1
votes

I have a spark java program where a groupByKey with a mapValues step is done and it returns a PairRDD with value as an Iterable of all the input rdd values. I have read that replacing reduceByKey in the place of groupByKey with mapValues will give a performance gain, but i don't know how to apply reduceByKey to my problem here.

Specifically i have the an input pair RDD which has value with type Tuple5. After the groupByKey and mapValues transformations, i need to get a Key-Value pair RDD where the value needs to be an Iterable of the input values.
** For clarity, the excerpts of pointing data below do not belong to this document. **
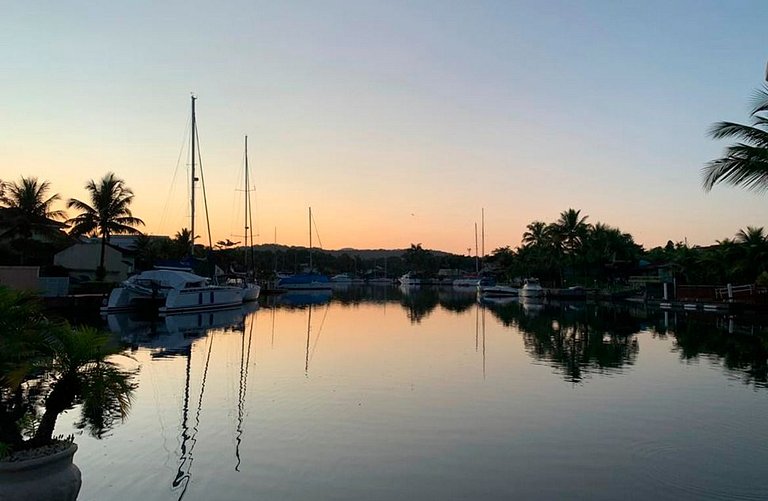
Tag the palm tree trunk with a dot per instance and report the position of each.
(61, 398)
(103, 250)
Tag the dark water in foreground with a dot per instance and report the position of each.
(387, 394)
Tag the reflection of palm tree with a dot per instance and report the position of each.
(576, 342)
(744, 354)
(108, 214)
(419, 303)
(746, 162)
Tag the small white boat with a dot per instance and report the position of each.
(498, 291)
(466, 282)
(381, 281)
(532, 288)
(410, 280)
(173, 290)
(250, 289)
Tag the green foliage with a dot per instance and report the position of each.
(46, 368)
(746, 162)
(5, 450)
(107, 214)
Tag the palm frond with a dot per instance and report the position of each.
(743, 165)
(721, 130)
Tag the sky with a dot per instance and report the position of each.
(398, 122)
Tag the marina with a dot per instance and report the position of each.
(377, 394)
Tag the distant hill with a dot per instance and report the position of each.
(361, 253)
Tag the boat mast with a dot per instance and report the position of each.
(477, 257)
(310, 240)
(192, 190)
(247, 211)
(482, 238)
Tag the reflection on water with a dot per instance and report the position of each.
(380, 393)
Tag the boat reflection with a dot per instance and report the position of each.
(172, 335)
(299, 298)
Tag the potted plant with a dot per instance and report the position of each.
(46, 368)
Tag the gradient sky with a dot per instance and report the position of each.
(397, 121)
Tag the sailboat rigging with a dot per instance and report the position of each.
(310, 280)
(176, 289)
(246, 280)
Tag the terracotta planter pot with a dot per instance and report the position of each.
(48, 478)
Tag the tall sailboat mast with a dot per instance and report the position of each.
(477, 258)
(482, 238)
(310, 240)
(247, 213)
(194, 179)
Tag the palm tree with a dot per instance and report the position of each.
(47, 367)
(746, 162)
(30, 206)
(572, 229)
(537, 234)
(753, 252)
(107, 215)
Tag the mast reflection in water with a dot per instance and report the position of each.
(426, 393)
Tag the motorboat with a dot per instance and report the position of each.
(172, 290)
(532, 288)
(498, 291)
(410, 279)
(466, 282)
(250, 289)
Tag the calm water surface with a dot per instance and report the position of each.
(389, 394)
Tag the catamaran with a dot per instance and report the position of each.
(174, 289)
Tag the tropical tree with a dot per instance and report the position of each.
(572, 229)
(46, 368)
(536, 235)
(108, 213)
(753, 252)
(746, 162)
(30, 207)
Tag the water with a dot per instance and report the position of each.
(388, 394)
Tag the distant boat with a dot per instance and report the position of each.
(309, 280)
(341, 278)
(532, 288)
(410, 279)
(467, 282)
(494, 291)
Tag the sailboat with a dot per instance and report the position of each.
(174, 289)
(245, 281)
(310, 280)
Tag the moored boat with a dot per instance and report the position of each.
(532, 288)
(171, 290)
(410, 279)
(498, 291)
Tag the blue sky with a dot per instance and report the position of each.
(396, 121)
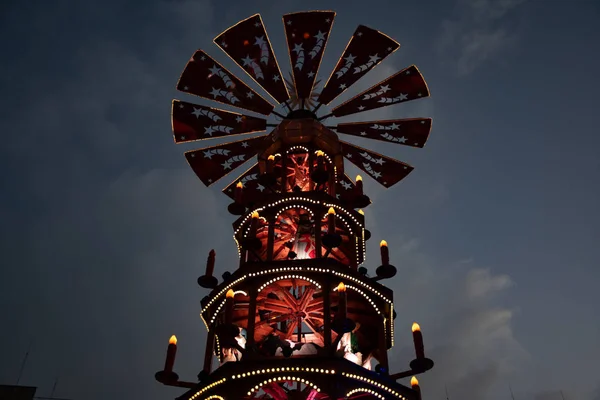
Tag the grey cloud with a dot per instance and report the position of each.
(476, 33)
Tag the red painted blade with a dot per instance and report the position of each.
(365, 50)
(405, 85)
(252, 190)
(206, 78)
(192, 122)
(306, 34)
(248, 45)
(385, 170)
(409, 132)
(213, 163)
(345, 189)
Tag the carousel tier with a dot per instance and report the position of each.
(288, 301)
(319, 378)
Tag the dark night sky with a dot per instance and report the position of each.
(104, 228)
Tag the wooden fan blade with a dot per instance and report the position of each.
(306, 34)
(365, 50)
(248, 45)
(206, 78)
(252, 190)
(385, 170)
(192, 122)
(213, 163)
(345, 189)
(409, 132)
(405, 85)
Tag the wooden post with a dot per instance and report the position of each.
(383, 360)
(271, 237)
(208, 352)
(317, 228)
(253, 293)
(327, 314)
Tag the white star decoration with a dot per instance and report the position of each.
(320, 36)
(374, 58)
(247, 61)
(259, 41)
(214, 70)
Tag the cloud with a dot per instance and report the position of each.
(468, 330)
(476, 34)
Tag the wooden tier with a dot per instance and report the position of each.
(319, 378)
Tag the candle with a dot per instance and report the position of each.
(320, 156)
(414, 383)
(359, 187)
(210, 263)
(238, 192)
(331, 221)
(229, 306)
(385, 253)
(418, 340)
(342, 300)
(171, 352)
(270, 163)
(254, 224)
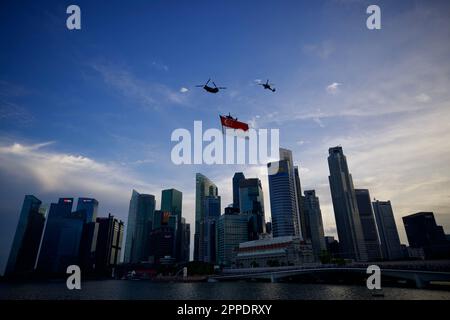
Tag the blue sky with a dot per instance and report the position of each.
(90, 112)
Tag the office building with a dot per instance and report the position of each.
(423, 232)
(273, 252)
(25, 246)
(212, 205)
(368, 224)
(251, 200)
(283, 199)
(140, 223)
(62, 237)
(387, 230)
(313, 216)
(108, 245)
(237, 178)
(91, 207)
(348, 223)
(203, 188)
(232, 229)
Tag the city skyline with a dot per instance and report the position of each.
(385, 103)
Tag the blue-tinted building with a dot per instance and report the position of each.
(251, 199)
(212, 205)
(232, 229)
(203, 188)
(283, 199)
(391, 248)
(348, 222)
(91, 207)
(25, 246)
(140, 218)
(237, 178)
(314, 223)
(368, 224)
(62, 237)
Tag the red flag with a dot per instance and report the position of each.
(230, 123)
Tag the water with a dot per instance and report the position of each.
(139, 290)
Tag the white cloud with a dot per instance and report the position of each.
(423, 97)
(333, 88)
(61, 172)
(148, 94)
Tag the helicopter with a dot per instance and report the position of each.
(210, 89)
(267, 85)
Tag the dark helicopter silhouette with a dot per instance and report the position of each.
(267, 85)
(210, 89)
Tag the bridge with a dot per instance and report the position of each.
(421, 278)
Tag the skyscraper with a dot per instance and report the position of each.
(286, 154)
(368, 224)
(387, 230)
(25, 246)
(212, 206)
(314, 230)
(203, 188)
(282, 199)
(348, 223)
(140, 218)
(62, 237)
(91, 207)
(237, 178)
(232, 229)
(109, 244)
(171, 201)
(251, 200)
(300, 203)
(423, 232)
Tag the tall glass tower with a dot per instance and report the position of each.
(203, 188)
(251, 201)
(25, 246)
(91, 207)
(348, 223)
(315, 223)
(368, 224)
(283, 199)
(387, 229)
(140, 218)
(237, 178)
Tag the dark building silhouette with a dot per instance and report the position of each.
(301, 206)
(348, 223)
(387, 230)
(203, 188)
(251, 200)
(172, 201)
(423, 232)
(91, 207)
(212, 205)
(283, 199)
(369, 227)
(140, 223)
(25, 246)
(314, 226)
(62, 237)
(108, 246)
(237, 178)
(332, 246)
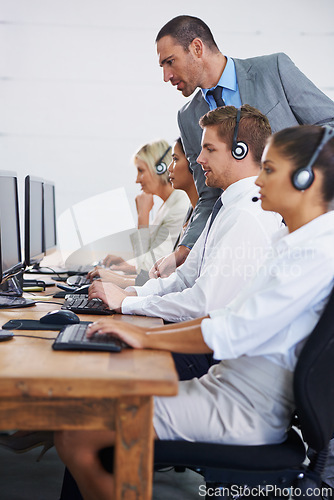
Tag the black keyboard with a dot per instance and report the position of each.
(78, 280)
(73, 337)
(9, 302)
(83, 305)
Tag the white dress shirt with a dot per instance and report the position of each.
(235, 247)
(273, 315)
(153, 242)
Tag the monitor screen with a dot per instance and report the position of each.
(49, 204)
(11, 260)
(33, 221)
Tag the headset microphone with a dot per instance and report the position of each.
(303, 177)
(161, 166)
(239, 148)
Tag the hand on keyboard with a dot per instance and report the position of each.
(133, 335)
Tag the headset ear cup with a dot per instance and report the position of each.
(240, 150)
(161, 168)
(302, 178)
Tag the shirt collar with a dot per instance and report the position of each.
(239, 189)
(318, 226)
(228, 78)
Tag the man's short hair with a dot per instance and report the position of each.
(254, 128)
(184, 29)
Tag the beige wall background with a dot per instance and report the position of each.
(81, 88)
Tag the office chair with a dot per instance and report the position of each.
(275, 467)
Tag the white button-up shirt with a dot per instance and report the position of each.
(234, 248)
(273, 315)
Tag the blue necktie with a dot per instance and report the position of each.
(217, 95)
(216, 207)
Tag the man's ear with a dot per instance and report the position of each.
(197, 47)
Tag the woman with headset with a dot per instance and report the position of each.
(153, 240)
(247, 398)
(180, 178)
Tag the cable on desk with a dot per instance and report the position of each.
(34, 337)
(47, 302)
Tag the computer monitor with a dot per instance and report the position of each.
(11, 257)
(49, 216)
(33, 221)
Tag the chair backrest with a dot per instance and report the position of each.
(314, 382)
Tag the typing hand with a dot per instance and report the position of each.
(109, 293)
(132, 335)
(95, 273)
(112, 259)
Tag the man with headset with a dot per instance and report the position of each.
(227, 254)
(190, 59)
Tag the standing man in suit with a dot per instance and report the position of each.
(190, 59)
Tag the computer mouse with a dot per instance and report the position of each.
(5, 335)
(60, 317)
(83, 290)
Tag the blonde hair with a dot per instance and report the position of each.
(154, 152)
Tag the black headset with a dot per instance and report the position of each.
(303, 177)
(239, 148)
(161, 166)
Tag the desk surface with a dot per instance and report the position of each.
(42, 389)
(29, 366)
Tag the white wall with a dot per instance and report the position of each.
(81, 88)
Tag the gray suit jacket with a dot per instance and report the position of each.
(275, 86)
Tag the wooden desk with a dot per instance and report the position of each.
(42, 389)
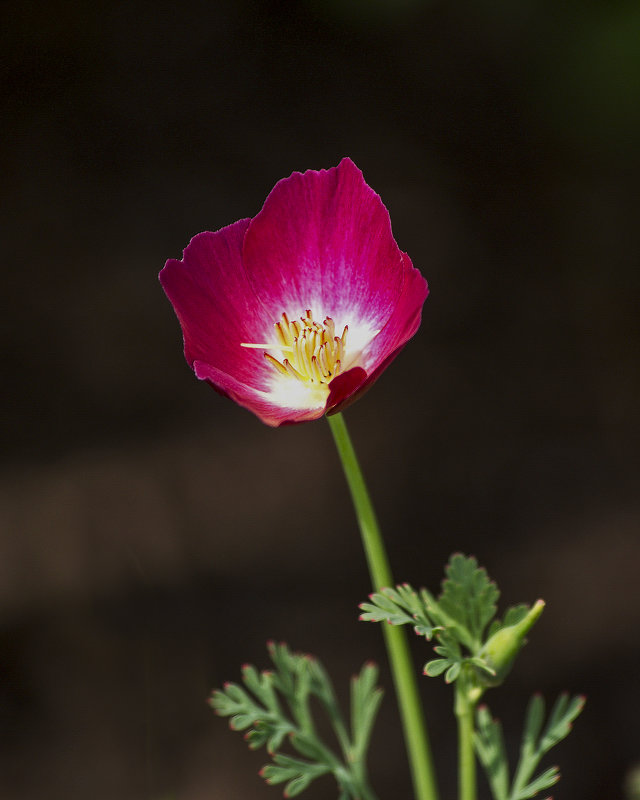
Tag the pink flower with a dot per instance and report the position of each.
(296, 312)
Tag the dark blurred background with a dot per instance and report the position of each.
(153, 534)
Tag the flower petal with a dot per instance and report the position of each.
(402, 325)
(323, 241)
(257, 401)
(216, 305)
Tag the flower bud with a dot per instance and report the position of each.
(502, 648)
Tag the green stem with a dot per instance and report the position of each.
(415, 731)
(464, 709)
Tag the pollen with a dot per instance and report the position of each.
(309, 351)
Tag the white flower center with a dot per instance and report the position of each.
(314, 354)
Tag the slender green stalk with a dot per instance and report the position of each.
(415, 731)
(464, 709)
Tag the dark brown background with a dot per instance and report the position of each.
(153, 535)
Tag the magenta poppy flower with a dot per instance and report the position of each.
(296, 312)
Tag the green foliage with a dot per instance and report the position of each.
(274, 708)
(462, 621)
(536, 742)
(400, 606)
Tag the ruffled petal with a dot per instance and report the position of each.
(216, 305)
(259, 402)
(402, 325)
(323, 242)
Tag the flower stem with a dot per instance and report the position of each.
(464, 709)
(415, 731)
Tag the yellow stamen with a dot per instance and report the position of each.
(315, 353)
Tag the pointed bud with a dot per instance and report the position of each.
(503, 647)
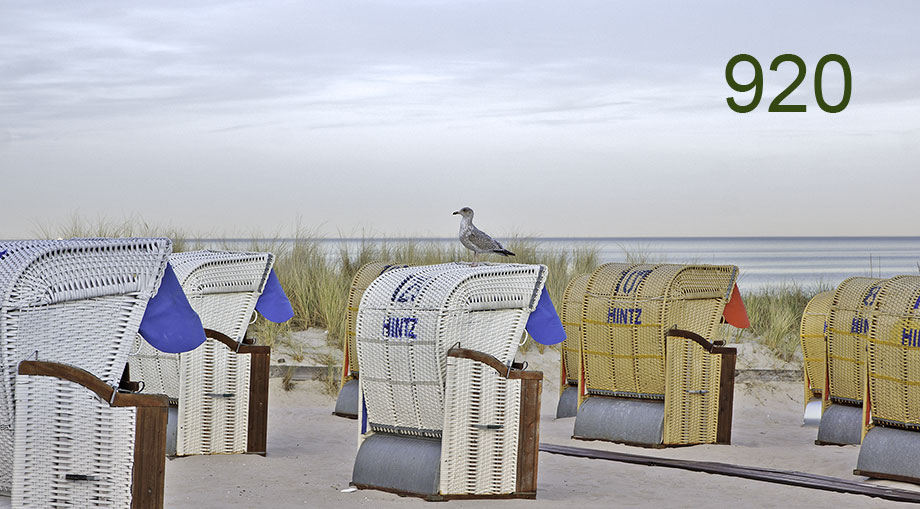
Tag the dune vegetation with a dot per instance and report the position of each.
(316, 276)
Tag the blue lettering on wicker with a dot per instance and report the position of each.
(399, 327)
(870, 297)
(859, 326)
(631, 316)
(409, 289)
(910, 337)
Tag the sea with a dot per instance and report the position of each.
(765, 262)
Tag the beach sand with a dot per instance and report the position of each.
(311, 453)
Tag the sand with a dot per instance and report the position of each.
(311, 453)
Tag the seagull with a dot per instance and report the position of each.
(475, 239)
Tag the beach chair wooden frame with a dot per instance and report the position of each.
(626, 366)
(220, 389)
(76, 305)
(447, 413)
(850, 320)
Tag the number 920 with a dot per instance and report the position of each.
(776, 105)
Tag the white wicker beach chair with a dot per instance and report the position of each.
(221, 393)
(67, 438)
(442, 422)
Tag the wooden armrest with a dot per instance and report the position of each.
(503, 371)
(245, 346)
(92, 383)
(716, 348)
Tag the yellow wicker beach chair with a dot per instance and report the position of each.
(814, 351)
(346, 405)
(891, 416)
(849, 321)
(570, 364)
(641, 383)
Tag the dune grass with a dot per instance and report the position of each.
(317, 278)
(776, 315)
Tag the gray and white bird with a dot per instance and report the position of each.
(475, 239)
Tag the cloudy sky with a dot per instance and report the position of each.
(381, 118)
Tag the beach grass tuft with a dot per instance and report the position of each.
(317, 278)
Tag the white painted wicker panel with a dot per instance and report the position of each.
(484, 307)
(209, 424)
(206, 276)
(476, 460)
(213, 401)
(77, 301)
(205, 272)
(64, 429)
(159, 371)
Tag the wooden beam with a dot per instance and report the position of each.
(529, 435)
(149, 477)
(726, 398)
(800, 479)
(257, 436)
(149, 474)
(510, 373)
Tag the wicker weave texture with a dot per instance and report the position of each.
(213, 388)
(78, 302)
(572, 302)
(692, 380)
(894, 354)
(410, 317)
(479, 447)
(213, 413)
(849, 321)
(363, 277)
(814, 347)
(62, 429)
(627, 310)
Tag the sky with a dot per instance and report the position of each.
(380, 118)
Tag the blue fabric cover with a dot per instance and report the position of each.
(170, 324)
(273, 304)
(544, 325)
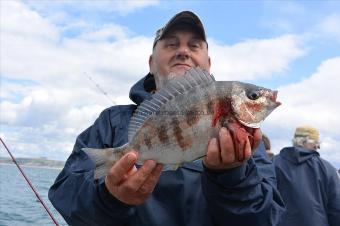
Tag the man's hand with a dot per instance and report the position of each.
(232, 148)
(129, 185)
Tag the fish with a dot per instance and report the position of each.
(176, 124)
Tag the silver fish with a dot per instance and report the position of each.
(176, 125)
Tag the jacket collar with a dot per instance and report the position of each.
(143, 89)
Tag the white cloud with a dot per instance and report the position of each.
(313, 101)
(255, 59)
(48, 100)
(120, 6)
(329, 27)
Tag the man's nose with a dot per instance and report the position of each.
(183, 52)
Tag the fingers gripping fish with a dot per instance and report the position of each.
(176, 125)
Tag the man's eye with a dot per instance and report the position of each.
(171, 44)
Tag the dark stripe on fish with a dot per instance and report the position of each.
(182, 142)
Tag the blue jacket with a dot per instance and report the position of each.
(190, 196)
(310, 188)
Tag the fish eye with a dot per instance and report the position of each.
(253, 95)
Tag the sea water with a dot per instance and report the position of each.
(18, 204)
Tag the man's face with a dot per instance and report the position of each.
(176, 53)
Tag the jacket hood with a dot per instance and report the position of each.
(297, 155)
(143, 89)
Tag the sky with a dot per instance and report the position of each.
(62, 63)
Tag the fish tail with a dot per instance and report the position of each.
(105, 158)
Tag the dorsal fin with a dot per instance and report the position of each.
(179, 85)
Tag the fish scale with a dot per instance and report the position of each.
(176, 125)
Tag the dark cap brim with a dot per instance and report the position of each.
(184, 17)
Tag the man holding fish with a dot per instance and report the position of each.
(142, 164)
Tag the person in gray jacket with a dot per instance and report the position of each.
(220, 190)
(309, 185)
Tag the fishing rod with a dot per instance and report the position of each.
(99, 88)
(30, 184)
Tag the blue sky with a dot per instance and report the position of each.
(48, 48)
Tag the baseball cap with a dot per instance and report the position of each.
(184, 17)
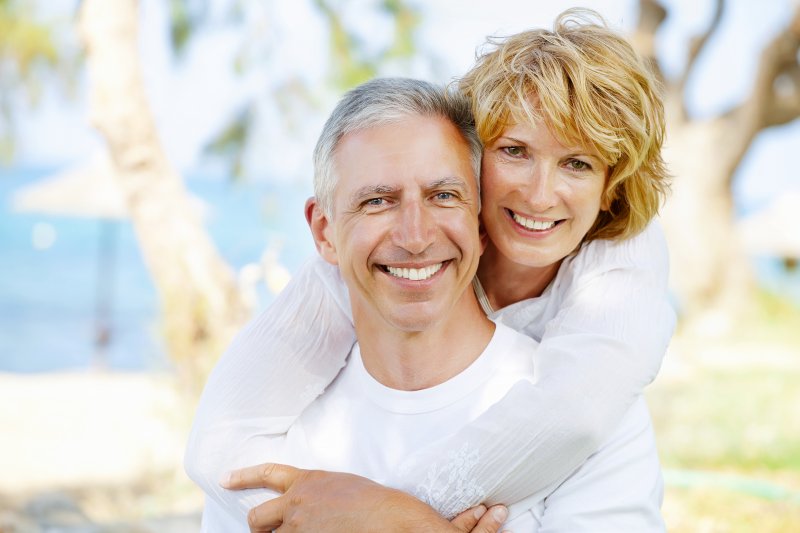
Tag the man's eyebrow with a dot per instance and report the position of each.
(447, 182)
(370, 190)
JavaPairRDD<Long,Tuple5<...>> inputRDD;
...
...
...
JavaPairRDD<Long, Iterable<Tuple5<...>>> groupedRDD = inputRDD
    .groupByKey()
    .mapValues(
            new Function<Iterable<Tuple5<...>>,Iterable<Tuple5<...>>>() {

                @Override
                public Iterable<Tuple5<...>> call(
                        Iterable<Tuple5<...>> v1)
                        throws Exception {

                    /*
                    Some steps here..                               
                    */

                    return mappedValue;
                }
            });

Is there a way by which i could get the above transformation using reduceByKey?

1
What are Some steps here? You'll need a logic to reduce it with. - philantrovert
In the mapValues function i am actually sorting each value based on a key within Tuple5. I thought it wasn't relevant here, that's why i didn't include them. - Vishnu P N
I have read that replacing reduceByKey in the place of groupByKey with mapValues will give a performance gain - you've read wrong. - zero323

1 Answers

0
votes

I've been using Scala on Spark, so this isn't going to be the exact answer you might prefer. The main difference in coding between groupByKey/mapValues and reduceByKey can be seen using a trivial example adapted from this article:

val words = Array("one", "two", "two", "three", "three", "three")
val wordPairsRDD = sc.parallelize(words).map(word => (word, 1))

val wordCountsWithGroup = wordPairsRDD.
  groupByKey.
  mapValues(_.sum)
wordCountsWithGroup.collect
res1: Array[(String, Int)] = Array((two,2), (one,1), (three,3))

val wordCountsWithReduce = wordPairsRDD.
  reduceByKey(_ + _)
wordCountsWithReduce.collect
res2: Array[(String, Int)] = Array((two,2), (one,1), (three,3))

In this example, where x => x.sum (i.e. _.sum) is used in mapValues, it'll be (acc, x) => acc + x (i.e. _ + _) in reduceByKey. The function signatures are vastly different. In mapValues, you're processing a collection of the grouped values, whereas in reduceByKey you're performing a reduction.